= Tagged Message Delivery Agent =

Junk email filter

Tagged Message Delivery Agent (TMDA) is an open-source software application designed to reduce the amount of junk email a user receives. TMDA's main difference from other anti-spam systems is the use of a challenge/response system that bulk mailing machines and programs are either unwilling (to save bandwidth) or unable (due to lack of programming) to answer.

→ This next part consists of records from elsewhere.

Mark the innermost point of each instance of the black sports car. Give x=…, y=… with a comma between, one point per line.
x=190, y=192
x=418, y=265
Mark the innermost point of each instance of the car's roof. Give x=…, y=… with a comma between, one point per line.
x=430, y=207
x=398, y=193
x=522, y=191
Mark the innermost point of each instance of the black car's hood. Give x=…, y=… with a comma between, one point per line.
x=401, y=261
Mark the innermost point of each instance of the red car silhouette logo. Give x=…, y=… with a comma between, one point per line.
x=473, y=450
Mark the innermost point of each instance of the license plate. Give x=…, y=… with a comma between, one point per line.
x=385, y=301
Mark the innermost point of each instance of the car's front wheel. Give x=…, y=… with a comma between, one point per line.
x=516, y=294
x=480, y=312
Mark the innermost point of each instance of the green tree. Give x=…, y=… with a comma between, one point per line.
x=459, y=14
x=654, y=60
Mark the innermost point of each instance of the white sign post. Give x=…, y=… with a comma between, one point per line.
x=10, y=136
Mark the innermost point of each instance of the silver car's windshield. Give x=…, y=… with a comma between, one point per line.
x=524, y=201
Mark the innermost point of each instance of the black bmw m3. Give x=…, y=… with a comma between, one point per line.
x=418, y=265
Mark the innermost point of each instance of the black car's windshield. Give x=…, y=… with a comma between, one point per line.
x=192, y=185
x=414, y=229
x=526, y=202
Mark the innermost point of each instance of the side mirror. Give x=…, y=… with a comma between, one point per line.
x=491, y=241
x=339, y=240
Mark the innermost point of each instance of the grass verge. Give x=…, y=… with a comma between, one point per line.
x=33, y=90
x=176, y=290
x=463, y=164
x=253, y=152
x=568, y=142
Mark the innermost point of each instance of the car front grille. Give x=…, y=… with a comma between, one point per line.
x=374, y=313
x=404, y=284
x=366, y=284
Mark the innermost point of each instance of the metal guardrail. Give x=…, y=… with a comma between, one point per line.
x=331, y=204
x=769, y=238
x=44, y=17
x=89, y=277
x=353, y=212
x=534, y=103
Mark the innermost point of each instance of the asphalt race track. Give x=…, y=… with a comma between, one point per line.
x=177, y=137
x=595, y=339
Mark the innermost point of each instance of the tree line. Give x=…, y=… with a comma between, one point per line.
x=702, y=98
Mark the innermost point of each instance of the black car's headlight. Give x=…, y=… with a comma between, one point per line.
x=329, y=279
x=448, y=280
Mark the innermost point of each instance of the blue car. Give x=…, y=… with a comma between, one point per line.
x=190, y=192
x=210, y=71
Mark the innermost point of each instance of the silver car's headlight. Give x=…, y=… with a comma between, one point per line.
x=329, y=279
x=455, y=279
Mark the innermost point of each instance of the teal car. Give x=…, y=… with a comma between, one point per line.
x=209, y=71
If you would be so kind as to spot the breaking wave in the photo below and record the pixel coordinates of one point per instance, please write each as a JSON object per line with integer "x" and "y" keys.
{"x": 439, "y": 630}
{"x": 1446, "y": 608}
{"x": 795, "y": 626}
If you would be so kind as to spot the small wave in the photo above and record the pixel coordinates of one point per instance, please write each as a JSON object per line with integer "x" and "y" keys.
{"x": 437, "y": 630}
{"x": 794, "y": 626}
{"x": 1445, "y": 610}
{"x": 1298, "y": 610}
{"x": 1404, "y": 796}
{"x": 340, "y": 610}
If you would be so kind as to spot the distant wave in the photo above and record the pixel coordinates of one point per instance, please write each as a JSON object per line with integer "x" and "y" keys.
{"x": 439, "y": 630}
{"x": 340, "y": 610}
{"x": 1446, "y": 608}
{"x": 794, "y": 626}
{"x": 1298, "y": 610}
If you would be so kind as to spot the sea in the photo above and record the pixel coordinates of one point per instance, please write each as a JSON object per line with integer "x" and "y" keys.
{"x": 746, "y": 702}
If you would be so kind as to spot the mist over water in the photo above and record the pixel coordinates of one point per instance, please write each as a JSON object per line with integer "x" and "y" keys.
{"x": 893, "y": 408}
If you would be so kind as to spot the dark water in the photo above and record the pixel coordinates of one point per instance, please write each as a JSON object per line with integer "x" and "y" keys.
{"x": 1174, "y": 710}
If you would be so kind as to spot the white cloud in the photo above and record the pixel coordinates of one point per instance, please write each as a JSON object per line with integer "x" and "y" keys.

The technical countermeasures used by TMDA to thwart spam include:

- Whitelists: Whitelists are essentially an ‘accept list’. All messages from addresses in these lists are automatically allowed through no matter what the content is.
- Blacklists: Blacklists are a ‘block list’. All messages from addresses in these lists are automatically blocked.
- Challenge/response (C/R): A controversial system in which challenge emails are sent to unfamiliar sending addresses in an attempt to validate those addresses and their associated emails. Legitimate senders who are not yet approved are thus tasked with an additional “response” effort in sending mail. Also, as spam is often crafted with forged sending addresses, people, otherwise unrelated to the incident, may be sent spurious challenges — a form of backscatter.
- Tagged addresses: Special-purpose e-mail addresses such as time-dependent addresses, or addresses which only accept certain kinds of communication. These increase the transparency of TMDA for unknown senders by allowing them to safely circumvent the challenge/response system.